Given the news that President Obama has interviewed Ninth Circuit judge Sidney R. Thomas for the Stevens vacancy, I’m going to try to find time to do a series of posts presenting further evidence in support of my overall assessment that Thomas is on the far Left of the very liberal Ninth Circuit—or, as I put it before, that while he may be physically in Montana, he’s jurisprudentially in Reinhardt-istan.
Let’s start with Thomas’s en banc opinion in Summerlin v. Stewart, 341 F.3d 1082 (2003), the opinion that Kent Scheidegger has called “quite possibly the worst opinion ever to issue from the Ninth Circuit, and that is saying quite a lot.” In that case, Thomas (joined by seven Carter or Clinton appointees, including Reinhardt) ruled that the Supreme Court’s decision in Ring v. Arizona, which held that aggravating factors under Arizona’s death-penalty law need to be proved to a jury rather than to a judge, announced a substantive rather than a procedural rule (and therefore applied retroactively on habeas review). A three-judge dissent (written by one Clinton appointee and joined by another) observed that Thomas’s opinion “wander[ed] afield”—and contradicted a very recent Supreme Court precedent as well as rulings from other circuits—in holding that Ring announced a substantive rule.
On review, the Supreme Court (in Schriro v. Summerlin) reversed Thomas’s ruling. Not a single justice expressed agreement with Thomas’s holding that Ring announced a substantive rule, and Justice Scalia’s opinion took four brief paragraphs to dispense with the “remarkable” analysis that covered 20 pages of Thomas’s opinion. (By a vote of 5 to 4, the Court also rejected Thomas’s alternative holding that Ring announced a watershed rule of criminal procedure.)

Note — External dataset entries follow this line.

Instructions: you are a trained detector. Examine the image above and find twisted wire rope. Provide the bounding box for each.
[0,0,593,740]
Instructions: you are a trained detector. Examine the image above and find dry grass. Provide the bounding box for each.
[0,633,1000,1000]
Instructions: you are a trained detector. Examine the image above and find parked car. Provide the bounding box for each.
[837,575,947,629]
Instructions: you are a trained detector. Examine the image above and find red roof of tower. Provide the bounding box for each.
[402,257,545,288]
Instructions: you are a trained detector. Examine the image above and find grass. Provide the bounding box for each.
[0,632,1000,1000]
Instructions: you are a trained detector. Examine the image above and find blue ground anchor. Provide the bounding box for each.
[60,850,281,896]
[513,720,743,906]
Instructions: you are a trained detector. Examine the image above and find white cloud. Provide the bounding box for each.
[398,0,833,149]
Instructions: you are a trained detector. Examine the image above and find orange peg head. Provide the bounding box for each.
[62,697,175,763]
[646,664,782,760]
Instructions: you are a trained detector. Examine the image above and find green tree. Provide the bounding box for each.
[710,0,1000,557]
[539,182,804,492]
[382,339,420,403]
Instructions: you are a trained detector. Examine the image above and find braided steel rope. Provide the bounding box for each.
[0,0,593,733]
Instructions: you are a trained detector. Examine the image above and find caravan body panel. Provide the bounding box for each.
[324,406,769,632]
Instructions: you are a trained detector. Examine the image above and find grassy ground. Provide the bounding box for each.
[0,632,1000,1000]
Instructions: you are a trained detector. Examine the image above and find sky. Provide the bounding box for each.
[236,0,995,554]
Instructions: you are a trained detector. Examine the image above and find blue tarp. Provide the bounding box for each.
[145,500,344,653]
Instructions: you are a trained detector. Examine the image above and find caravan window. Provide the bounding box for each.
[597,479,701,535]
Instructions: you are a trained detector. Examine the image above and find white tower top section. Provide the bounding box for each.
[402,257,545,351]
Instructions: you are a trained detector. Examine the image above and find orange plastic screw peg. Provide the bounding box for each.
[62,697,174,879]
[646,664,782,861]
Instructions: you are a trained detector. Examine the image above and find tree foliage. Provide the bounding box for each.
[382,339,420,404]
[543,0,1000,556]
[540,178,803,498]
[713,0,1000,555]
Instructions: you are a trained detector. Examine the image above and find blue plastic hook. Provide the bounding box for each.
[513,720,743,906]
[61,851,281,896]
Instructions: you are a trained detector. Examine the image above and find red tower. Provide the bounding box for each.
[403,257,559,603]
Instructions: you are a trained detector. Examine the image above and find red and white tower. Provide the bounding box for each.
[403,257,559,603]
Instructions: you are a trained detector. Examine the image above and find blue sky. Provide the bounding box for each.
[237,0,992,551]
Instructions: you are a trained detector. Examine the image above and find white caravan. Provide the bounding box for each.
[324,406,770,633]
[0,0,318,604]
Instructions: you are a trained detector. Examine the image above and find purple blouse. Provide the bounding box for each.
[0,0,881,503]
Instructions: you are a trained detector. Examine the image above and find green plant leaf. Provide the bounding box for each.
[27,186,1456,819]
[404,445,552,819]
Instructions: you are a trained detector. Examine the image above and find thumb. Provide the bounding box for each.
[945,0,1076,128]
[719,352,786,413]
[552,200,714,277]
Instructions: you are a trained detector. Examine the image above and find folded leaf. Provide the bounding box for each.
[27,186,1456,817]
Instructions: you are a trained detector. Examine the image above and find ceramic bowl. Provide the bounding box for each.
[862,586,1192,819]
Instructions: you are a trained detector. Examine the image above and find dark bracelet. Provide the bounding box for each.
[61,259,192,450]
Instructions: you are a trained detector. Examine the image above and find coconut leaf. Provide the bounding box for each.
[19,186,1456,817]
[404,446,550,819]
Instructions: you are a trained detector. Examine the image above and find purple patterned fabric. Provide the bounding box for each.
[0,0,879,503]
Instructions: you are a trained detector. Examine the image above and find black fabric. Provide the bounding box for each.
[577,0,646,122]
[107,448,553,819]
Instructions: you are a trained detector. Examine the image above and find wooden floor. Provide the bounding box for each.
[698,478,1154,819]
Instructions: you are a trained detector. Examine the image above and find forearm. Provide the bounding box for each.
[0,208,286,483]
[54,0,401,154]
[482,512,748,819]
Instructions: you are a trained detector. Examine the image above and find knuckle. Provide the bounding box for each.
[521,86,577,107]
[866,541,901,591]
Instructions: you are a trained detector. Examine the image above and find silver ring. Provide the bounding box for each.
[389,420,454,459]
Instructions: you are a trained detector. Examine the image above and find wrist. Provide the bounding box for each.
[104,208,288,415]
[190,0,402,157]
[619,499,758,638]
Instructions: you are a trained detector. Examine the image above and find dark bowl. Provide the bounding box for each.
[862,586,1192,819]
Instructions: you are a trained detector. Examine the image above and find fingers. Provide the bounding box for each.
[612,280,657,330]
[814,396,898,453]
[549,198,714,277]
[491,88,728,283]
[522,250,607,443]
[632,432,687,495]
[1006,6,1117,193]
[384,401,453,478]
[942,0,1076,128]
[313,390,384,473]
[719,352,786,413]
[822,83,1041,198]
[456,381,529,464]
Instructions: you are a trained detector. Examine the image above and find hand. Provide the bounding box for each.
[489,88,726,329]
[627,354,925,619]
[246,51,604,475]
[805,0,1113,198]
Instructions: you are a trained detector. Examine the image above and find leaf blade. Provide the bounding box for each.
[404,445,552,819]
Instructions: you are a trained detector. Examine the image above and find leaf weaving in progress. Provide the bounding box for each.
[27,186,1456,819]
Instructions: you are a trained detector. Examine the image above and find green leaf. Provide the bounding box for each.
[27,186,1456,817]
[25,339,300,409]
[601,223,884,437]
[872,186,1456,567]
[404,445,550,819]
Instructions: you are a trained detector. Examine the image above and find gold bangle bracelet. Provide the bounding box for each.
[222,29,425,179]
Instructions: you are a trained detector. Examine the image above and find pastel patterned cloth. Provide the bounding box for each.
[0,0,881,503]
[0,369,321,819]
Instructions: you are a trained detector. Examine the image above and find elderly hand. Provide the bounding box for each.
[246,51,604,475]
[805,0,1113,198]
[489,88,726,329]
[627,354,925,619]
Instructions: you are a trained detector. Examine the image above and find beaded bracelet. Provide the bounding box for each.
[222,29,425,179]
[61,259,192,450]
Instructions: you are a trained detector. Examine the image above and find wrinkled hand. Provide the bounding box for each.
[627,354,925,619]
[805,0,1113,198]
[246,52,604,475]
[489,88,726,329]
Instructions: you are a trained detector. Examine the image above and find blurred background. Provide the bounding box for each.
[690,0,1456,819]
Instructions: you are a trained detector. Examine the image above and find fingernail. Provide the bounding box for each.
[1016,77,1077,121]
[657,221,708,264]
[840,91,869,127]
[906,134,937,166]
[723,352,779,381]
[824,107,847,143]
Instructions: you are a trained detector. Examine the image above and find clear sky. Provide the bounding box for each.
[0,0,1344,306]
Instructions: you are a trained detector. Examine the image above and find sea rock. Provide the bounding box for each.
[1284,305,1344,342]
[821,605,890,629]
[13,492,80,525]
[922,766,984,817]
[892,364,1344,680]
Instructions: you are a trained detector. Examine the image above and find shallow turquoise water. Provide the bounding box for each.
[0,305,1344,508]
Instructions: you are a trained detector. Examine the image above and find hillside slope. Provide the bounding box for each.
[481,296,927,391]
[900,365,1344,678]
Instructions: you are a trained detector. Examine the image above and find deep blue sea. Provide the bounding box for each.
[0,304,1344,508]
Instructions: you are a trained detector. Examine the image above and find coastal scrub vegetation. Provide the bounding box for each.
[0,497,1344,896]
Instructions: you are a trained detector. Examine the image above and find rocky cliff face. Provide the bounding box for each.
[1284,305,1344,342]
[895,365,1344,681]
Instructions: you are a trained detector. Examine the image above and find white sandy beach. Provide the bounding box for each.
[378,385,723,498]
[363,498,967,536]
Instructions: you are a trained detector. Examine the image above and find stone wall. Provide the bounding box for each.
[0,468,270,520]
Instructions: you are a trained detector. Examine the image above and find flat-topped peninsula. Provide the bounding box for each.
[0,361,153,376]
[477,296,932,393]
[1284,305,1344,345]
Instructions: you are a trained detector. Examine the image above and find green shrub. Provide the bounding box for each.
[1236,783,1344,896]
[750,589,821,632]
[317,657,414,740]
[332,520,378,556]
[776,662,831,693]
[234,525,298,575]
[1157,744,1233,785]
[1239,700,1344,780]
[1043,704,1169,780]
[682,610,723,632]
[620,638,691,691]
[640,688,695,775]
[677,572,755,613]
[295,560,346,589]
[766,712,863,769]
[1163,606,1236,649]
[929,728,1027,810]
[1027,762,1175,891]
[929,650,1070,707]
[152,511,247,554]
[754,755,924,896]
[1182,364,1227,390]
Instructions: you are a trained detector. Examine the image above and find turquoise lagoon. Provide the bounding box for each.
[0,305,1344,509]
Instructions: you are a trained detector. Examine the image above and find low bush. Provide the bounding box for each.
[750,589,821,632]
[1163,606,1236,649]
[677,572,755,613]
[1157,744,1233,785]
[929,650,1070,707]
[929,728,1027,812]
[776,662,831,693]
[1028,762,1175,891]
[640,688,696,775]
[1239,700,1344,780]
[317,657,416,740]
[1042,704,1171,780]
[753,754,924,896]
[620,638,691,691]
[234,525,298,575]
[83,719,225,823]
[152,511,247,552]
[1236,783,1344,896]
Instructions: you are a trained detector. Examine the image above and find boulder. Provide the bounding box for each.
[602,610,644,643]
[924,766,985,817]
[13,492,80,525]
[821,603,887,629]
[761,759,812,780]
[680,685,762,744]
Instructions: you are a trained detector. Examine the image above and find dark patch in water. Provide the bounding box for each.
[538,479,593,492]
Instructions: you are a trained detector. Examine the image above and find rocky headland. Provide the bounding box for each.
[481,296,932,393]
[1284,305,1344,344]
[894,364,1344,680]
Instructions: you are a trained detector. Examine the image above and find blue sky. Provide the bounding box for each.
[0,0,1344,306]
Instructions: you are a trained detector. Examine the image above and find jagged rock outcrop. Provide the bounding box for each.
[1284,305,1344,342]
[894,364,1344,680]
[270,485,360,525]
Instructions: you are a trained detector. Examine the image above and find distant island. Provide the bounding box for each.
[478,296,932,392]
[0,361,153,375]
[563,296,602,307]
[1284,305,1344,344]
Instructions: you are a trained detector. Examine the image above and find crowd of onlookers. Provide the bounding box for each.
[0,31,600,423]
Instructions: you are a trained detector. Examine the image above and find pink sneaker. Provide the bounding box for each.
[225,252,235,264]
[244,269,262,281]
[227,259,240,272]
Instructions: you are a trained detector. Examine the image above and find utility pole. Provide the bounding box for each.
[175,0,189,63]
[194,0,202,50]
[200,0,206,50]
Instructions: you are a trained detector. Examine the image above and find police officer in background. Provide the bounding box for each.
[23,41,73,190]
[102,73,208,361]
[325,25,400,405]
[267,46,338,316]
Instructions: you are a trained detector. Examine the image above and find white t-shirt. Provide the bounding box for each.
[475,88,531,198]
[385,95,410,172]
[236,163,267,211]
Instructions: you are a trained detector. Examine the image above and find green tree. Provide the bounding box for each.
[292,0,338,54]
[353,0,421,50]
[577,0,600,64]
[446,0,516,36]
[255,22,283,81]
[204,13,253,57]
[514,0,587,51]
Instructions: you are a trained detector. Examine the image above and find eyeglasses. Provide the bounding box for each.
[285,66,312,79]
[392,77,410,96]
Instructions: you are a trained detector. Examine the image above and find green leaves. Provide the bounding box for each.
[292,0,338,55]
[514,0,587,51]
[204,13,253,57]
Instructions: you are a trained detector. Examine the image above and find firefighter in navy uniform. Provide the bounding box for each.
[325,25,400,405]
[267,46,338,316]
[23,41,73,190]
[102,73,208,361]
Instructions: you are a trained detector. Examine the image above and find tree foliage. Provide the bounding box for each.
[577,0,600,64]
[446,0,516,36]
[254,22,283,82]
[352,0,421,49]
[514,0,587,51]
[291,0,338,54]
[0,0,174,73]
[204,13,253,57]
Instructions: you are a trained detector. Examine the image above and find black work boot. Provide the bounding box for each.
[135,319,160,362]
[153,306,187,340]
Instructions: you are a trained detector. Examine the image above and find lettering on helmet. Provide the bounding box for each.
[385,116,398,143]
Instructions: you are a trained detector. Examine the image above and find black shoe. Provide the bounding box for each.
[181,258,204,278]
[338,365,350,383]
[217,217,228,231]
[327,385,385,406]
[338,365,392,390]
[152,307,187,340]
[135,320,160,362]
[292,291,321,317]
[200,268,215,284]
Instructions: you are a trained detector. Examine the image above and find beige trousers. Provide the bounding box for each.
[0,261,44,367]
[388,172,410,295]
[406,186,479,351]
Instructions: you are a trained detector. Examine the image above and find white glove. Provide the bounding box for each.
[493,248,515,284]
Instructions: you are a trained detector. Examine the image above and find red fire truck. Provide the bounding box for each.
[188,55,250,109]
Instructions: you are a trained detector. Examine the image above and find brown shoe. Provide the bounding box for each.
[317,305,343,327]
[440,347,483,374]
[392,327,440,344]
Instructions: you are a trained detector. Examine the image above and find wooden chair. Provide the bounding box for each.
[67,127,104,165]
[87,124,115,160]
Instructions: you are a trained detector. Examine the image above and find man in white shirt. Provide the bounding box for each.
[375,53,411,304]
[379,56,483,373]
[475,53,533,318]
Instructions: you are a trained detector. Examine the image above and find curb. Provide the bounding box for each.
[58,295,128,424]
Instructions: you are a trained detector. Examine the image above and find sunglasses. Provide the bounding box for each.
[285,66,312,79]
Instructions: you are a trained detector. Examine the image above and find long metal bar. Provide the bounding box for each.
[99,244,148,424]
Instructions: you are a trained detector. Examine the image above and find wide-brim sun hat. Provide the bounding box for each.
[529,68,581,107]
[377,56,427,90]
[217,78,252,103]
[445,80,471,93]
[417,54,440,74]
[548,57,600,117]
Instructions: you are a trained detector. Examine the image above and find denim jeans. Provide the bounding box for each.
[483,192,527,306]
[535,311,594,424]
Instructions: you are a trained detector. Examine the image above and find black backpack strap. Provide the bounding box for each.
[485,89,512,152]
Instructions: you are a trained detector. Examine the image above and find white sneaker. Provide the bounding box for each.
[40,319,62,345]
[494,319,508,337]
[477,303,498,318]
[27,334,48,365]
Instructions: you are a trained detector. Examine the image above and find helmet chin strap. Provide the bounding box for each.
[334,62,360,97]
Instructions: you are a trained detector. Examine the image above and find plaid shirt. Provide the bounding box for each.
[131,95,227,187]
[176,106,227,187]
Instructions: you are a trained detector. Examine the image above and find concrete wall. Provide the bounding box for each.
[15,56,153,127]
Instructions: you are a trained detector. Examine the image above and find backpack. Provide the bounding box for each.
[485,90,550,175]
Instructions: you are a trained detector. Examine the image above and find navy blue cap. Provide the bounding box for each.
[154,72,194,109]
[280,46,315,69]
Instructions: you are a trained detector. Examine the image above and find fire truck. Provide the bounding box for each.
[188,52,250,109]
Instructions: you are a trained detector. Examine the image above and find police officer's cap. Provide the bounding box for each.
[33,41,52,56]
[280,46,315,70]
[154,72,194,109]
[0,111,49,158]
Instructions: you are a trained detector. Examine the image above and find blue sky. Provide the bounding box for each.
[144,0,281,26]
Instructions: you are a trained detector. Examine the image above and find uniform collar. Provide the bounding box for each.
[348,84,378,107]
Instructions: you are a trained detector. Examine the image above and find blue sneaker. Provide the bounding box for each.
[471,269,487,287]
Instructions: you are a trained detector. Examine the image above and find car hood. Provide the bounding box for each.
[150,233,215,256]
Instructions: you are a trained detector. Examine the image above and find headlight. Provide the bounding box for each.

Consider also the Ninth Circuit’s en banc ruling in Smith v. Baldwin, 510 F.3d 1127 (2007). In that case, the en banc panel ruled by a 13-2 vote ruled that a habeas petitioner who had pled guilty to felony murder had procedurally defaulted on his habeas claim. (For a short period of time, the Ninth Circuit’s limited en banc panel was expanded from 11 to 15 members.) The 13-judge majority included Carter and Clinton liberals like Mary Schroeder, Kim Wardlaw, Richard Paez, and William Fletcher. Guess who the two dissenters were? Stephen Reinhardt and Sidney Thomas.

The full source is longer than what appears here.